Darwin’s Money is beating our very own drum. This week Darwin discusses how crazy it is to follow conventional wisdom and eschew home ownership when prices and mortgage rates are historically low in tandem. (As landlords, however, we think he’s crazy. You should rent, rent, rent!)

We’re tight on space this week – lots of rejections, and submitters who can’t figure out the deadline – so we’re running this piece from Ricky at Qwoter on how to buy, ahem, penny stocks. We’ll let you figure out whether we included it as legitimate advice or as a warning.

There are companies increasing their dividends?

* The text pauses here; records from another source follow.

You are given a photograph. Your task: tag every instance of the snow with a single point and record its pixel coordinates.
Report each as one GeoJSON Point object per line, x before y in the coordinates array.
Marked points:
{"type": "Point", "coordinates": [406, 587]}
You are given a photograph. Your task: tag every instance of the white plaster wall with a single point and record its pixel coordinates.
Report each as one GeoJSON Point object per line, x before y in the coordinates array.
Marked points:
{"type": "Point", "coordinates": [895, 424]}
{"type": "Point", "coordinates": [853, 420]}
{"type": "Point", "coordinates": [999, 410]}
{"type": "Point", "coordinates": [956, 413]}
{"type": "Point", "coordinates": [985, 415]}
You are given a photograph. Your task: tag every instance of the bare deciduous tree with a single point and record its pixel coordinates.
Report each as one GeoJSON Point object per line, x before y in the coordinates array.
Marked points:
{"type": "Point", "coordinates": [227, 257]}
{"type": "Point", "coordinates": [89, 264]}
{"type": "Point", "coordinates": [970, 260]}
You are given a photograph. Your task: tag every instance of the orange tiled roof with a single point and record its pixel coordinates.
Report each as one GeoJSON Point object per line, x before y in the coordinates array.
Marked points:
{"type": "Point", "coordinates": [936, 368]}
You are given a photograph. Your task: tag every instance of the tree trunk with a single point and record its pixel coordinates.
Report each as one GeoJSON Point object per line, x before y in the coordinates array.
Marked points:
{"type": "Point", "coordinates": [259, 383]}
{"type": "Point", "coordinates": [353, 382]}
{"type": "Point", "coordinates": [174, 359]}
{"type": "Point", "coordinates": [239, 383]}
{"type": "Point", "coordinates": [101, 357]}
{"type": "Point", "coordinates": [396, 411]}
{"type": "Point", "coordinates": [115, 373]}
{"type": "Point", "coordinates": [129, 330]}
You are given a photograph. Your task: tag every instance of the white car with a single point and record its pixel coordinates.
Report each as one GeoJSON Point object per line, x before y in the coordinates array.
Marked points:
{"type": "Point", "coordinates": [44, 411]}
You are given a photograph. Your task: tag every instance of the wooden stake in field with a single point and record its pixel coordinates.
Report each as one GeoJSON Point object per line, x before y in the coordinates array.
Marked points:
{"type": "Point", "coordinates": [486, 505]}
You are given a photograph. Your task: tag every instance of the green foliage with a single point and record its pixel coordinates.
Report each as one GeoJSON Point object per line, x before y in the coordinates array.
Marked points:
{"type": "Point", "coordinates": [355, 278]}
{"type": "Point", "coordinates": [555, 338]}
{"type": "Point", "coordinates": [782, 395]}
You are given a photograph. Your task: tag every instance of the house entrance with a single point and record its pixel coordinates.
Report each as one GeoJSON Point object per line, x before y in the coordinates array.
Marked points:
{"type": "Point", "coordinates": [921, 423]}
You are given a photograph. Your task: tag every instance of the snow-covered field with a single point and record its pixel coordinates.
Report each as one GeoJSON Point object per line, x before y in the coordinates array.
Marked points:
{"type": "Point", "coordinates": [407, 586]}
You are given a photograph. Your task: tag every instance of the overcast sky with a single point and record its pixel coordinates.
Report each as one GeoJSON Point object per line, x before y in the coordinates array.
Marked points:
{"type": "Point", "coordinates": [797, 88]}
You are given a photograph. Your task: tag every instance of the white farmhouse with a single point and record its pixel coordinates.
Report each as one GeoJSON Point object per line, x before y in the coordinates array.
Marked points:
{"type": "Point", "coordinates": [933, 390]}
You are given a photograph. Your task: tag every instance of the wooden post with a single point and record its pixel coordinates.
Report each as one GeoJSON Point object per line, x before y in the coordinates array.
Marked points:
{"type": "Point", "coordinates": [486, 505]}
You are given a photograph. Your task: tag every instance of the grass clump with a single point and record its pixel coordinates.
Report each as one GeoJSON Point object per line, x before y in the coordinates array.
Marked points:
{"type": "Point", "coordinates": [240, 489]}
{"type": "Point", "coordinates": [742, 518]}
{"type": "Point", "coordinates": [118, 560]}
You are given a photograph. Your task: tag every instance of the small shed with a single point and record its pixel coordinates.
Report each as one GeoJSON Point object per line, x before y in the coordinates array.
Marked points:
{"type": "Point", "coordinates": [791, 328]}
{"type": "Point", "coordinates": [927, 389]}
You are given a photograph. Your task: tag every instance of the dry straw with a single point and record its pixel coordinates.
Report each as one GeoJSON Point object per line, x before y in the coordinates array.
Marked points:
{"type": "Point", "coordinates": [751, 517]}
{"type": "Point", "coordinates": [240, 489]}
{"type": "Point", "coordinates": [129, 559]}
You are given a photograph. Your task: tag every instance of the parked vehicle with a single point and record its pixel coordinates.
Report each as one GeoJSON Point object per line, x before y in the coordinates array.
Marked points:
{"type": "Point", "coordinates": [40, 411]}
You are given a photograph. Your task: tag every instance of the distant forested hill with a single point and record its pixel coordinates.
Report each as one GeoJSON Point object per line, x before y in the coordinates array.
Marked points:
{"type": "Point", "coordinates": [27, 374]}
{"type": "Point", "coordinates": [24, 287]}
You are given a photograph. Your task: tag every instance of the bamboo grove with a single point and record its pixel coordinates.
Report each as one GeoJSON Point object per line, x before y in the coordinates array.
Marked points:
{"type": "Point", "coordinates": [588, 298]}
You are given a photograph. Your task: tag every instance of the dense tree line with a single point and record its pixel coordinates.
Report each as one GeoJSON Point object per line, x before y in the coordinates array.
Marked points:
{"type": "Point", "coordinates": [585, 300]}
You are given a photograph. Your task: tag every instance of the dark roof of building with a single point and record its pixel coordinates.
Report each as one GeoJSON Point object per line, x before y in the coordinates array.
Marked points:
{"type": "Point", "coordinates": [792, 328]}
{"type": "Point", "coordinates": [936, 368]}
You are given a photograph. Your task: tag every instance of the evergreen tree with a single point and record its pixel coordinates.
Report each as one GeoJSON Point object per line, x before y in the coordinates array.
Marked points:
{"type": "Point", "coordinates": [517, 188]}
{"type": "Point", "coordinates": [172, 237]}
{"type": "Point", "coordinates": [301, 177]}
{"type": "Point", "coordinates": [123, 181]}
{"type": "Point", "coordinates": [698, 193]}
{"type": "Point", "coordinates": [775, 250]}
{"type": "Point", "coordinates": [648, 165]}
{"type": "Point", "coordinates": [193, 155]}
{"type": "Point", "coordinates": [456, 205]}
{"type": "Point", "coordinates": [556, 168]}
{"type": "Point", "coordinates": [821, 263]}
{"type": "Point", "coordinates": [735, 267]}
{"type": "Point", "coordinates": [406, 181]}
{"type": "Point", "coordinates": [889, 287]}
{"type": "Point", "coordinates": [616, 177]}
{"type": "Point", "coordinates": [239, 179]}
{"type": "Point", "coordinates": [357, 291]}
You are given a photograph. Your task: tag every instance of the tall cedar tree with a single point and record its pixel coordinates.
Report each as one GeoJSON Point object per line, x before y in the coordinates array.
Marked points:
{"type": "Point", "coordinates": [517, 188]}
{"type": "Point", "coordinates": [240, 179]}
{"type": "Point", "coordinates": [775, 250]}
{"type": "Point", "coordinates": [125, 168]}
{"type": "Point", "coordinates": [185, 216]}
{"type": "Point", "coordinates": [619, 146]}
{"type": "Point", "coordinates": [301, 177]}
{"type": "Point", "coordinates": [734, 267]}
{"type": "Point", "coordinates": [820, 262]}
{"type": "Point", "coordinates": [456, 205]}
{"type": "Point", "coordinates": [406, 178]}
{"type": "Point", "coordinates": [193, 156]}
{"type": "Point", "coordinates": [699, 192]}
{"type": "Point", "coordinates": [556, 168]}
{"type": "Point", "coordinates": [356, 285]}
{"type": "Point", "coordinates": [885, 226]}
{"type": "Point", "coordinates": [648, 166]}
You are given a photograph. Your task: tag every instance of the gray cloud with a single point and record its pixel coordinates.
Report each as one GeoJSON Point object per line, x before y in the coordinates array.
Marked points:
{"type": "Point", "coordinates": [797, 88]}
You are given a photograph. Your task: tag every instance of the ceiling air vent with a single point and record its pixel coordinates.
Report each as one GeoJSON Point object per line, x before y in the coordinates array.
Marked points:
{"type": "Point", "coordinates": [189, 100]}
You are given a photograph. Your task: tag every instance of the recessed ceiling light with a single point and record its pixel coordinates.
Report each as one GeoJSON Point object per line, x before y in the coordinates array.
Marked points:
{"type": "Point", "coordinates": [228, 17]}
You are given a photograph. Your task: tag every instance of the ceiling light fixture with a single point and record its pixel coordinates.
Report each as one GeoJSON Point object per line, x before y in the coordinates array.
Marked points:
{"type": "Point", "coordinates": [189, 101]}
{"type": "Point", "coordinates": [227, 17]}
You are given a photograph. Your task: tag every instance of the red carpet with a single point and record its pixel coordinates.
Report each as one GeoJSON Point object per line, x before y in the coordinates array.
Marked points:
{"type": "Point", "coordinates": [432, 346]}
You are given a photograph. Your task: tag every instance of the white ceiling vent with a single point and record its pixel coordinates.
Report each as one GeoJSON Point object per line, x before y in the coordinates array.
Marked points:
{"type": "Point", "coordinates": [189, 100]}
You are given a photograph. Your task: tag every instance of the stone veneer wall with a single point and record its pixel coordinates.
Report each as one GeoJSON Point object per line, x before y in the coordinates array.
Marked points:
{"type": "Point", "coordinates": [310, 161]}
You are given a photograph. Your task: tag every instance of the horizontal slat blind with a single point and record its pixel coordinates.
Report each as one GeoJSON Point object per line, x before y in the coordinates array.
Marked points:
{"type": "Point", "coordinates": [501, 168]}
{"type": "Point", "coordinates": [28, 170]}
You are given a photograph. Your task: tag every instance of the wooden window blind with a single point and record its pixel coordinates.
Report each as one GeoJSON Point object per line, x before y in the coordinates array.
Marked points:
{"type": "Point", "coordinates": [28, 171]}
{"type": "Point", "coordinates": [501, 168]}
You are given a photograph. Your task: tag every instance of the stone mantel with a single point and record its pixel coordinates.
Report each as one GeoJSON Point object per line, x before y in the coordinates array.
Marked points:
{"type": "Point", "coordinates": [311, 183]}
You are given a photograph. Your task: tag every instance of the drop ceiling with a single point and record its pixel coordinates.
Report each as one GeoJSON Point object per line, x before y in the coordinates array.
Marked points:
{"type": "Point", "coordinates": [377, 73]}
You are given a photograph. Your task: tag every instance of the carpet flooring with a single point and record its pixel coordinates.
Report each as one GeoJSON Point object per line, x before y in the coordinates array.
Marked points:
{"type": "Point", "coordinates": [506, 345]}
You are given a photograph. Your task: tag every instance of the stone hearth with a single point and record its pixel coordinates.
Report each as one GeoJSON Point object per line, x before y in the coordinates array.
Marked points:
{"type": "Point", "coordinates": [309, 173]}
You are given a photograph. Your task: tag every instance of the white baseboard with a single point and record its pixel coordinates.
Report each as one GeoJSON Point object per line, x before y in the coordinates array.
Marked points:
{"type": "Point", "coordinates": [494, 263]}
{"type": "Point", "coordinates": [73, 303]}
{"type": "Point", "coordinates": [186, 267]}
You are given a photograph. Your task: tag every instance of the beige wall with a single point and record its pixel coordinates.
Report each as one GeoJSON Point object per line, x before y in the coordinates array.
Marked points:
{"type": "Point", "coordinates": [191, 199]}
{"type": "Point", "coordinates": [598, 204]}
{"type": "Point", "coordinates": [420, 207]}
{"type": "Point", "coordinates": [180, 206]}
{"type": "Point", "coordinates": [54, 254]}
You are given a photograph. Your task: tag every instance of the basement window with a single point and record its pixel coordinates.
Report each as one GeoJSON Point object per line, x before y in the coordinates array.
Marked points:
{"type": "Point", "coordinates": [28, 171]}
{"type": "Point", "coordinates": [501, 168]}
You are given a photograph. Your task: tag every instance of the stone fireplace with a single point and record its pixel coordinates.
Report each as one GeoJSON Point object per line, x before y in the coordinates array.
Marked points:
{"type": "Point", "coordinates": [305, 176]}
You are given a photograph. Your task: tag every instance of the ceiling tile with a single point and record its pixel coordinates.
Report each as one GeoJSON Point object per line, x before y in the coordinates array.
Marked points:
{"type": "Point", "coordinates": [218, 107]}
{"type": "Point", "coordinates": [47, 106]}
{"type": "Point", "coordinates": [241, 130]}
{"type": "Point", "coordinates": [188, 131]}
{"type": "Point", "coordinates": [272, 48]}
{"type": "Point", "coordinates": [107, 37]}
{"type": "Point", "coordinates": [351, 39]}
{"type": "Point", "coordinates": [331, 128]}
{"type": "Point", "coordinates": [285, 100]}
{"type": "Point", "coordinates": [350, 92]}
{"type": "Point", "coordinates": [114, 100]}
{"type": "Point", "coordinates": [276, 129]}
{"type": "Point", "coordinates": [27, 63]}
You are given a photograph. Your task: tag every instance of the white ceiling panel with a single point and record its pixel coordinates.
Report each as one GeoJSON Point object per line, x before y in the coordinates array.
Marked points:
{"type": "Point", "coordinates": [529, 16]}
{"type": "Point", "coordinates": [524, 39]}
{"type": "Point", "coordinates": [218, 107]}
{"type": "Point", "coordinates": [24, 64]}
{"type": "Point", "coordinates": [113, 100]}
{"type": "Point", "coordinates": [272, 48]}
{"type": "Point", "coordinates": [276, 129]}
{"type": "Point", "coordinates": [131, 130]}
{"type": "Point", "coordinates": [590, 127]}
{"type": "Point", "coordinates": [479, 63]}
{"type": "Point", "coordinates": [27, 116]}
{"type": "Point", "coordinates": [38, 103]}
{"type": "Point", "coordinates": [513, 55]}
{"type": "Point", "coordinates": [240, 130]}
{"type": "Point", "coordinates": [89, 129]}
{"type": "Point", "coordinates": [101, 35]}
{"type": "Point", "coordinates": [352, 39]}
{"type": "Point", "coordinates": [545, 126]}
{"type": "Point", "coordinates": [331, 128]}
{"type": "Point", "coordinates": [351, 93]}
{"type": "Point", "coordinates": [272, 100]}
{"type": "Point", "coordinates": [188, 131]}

Believe it. D4L at Dividend Growth Stocks lists several of his favorites.

Anything that makes the established major brick-and-mortar banks weaker is OK in our book. Daniel at Sweating the Big Stuff shows how you can tell Bank of America to take a walk while embracing ING. (Of course, if Bank of America loses enough market share, they’ll demand another bailout, and the federal government will doubtless give it to them, out of our pockets, so maybe you should stay with Bank of America anyway. Great, this is what personal finance advice has some to in 2011. Fatalism.)

Think post-secondary education is prohibitively expensive? Not if the aptly named My University Money has anything to say about it. Their scholarship contest will take a $100 bite out of one lucky applicant’s tuition. Or beer money.